Believing birds of prey: I knew you would start with the offensive in the half court! It’s a valid concern, I guess, but it bothers me that no one talks about, say, the opponent’s turnover percentage in that way. It seems to really bother people when teams aren’t great at that particular area, even though the supposedly fatal flaw didn’t end up sinking the 2020 Lakers or the 2021 Bucks.

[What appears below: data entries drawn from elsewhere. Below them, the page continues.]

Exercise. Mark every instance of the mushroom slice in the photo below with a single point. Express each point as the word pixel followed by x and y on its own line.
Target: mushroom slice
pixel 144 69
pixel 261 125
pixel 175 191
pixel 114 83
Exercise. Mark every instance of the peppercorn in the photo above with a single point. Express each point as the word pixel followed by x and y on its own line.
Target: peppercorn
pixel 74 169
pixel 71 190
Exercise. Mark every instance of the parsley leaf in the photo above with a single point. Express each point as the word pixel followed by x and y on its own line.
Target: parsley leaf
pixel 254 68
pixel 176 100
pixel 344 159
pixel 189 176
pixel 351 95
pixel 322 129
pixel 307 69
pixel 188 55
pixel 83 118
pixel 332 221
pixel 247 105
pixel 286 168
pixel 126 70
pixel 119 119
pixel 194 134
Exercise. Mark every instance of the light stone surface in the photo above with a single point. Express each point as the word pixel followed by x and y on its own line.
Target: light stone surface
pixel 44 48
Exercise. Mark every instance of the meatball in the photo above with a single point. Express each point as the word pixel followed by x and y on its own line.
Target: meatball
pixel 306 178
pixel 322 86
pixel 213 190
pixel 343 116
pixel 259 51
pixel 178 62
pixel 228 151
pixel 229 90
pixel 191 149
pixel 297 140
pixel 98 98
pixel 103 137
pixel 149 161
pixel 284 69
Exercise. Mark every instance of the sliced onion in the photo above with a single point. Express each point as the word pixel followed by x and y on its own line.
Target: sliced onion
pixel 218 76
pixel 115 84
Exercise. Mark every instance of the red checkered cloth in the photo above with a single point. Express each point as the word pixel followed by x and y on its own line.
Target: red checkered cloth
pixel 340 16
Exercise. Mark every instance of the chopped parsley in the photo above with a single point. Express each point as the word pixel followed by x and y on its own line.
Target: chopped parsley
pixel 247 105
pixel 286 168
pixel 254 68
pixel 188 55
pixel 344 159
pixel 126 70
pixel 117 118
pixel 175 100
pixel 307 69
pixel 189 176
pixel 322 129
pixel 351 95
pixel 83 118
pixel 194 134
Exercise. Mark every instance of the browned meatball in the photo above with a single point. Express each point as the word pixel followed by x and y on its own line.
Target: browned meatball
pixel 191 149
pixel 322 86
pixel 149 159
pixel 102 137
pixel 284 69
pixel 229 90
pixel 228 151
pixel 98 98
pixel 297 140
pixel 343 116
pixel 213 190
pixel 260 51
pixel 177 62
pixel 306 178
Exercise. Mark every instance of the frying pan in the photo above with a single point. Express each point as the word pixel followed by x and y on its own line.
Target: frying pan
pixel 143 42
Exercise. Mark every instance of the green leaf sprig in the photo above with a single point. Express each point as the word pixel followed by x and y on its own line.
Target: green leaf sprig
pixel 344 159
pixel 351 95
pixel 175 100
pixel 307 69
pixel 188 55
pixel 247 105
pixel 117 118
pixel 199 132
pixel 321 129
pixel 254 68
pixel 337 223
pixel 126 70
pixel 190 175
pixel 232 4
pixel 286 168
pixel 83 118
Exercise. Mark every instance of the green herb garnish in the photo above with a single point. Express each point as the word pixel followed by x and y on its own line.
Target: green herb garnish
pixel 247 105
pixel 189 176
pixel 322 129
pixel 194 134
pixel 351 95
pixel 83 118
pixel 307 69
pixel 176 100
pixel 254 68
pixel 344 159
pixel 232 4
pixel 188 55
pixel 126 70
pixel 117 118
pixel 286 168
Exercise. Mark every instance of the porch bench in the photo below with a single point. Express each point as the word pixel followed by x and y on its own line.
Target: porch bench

Did you know that last year’s Kings were 10th in attack on half court? Of course you didn’t because they were one of the worst defensive teams ever and nothing is more overrated than ‘getting caught in the trap’. If the Raptors are elite defensively and in transition – both are very possible – then they can surely live with a below average score against a defined defense. Plus, they only need a little bit of growth here and there to be better than people offensively expect. Siakam quietly improved as a passer last season, VanVleet has been preparing for the role for years and Anunoby has shown some lightning bolts as a creator.

Skeptical raptors: VanVleet has shot between 50 and 52 percent at the rim in each of its five seasons. Siakam got off to a flying start in 2019-2020, but just hasn’t been so effective since then. I’ve been hearing about this hypothetical Anunoby escape for years, but I’m still waiting for it to justify the hype. I think the Raptors are going to need Dragic to do a bit for their offense, but I’d be pretty surprised if those other three guys improved to the point where it makes sense for the 35-year-old to stay past his deadline. Exchanges.

Believing raptors: Did you see Barnes promoting Dragic in the pre-game introductions? How could he want to be elsewhere?

Skeptical raptors: Oh, that’s right, Barnes is going to save the Raptors only with vibes. How could I forget? Seriously, this is a play-in team the best, law?

Believing raptors: Going back to your previous point, I actually think Toronto has a good formula for regular season wins: high level defense and pretty decent attacking. It might not mean a field advantage in the first round of the playoffs this time around, but the bottom half of the Eastern playoff table is pretty messy. Don’t overreact to what happened in Tampa and dismiss the Raptors’ chances of making the playoffs.

Skeptical raptors: I do not react at all to Tampa. I’m reacting to an odd offseason in which Toronto paid big bucks to keep Gary Trent Jr. and Khem Birch, let Jalen Suggs pass for Barnes, and positioned themselves to be in the murky middle of the league. It seems like a team that is ready to be more fun than good.

Eye on: Scottie Barnes

Watch Barnes’ Summer League and Preseason movie and you’ll say things like:

  • Look at this pass!
  • Whoa, he takes the playmaker!
  • Imagine if he can do this shot all the time!

You will also probably be amazed by its energy. He never stops, not even when he’s supposed to be resting. From the moment he sat on an NBA bench, he has been perhaps the most active and encouraging spectator in the league.

Barnes has certain attributes which suggest that he can be a useful actor immediately. Toronto, however, drafted him fourth overall, due to the attributes that give him a chance to be a star. Ahead of the Raptors’ first preseason game, Nurse said he would make sure to replace Barnes early and reinsert him with a bench unit, so he can have the ball in his hands. Sure enough, at the end of the first quarter, Barnes was there with four guys on minimum, unsecured or two-way contracts. In his third preseason game, Toronto hit him in the elbow with other starters on the field. He recorded eight assists in 30 minutes. Where can he be in a few months?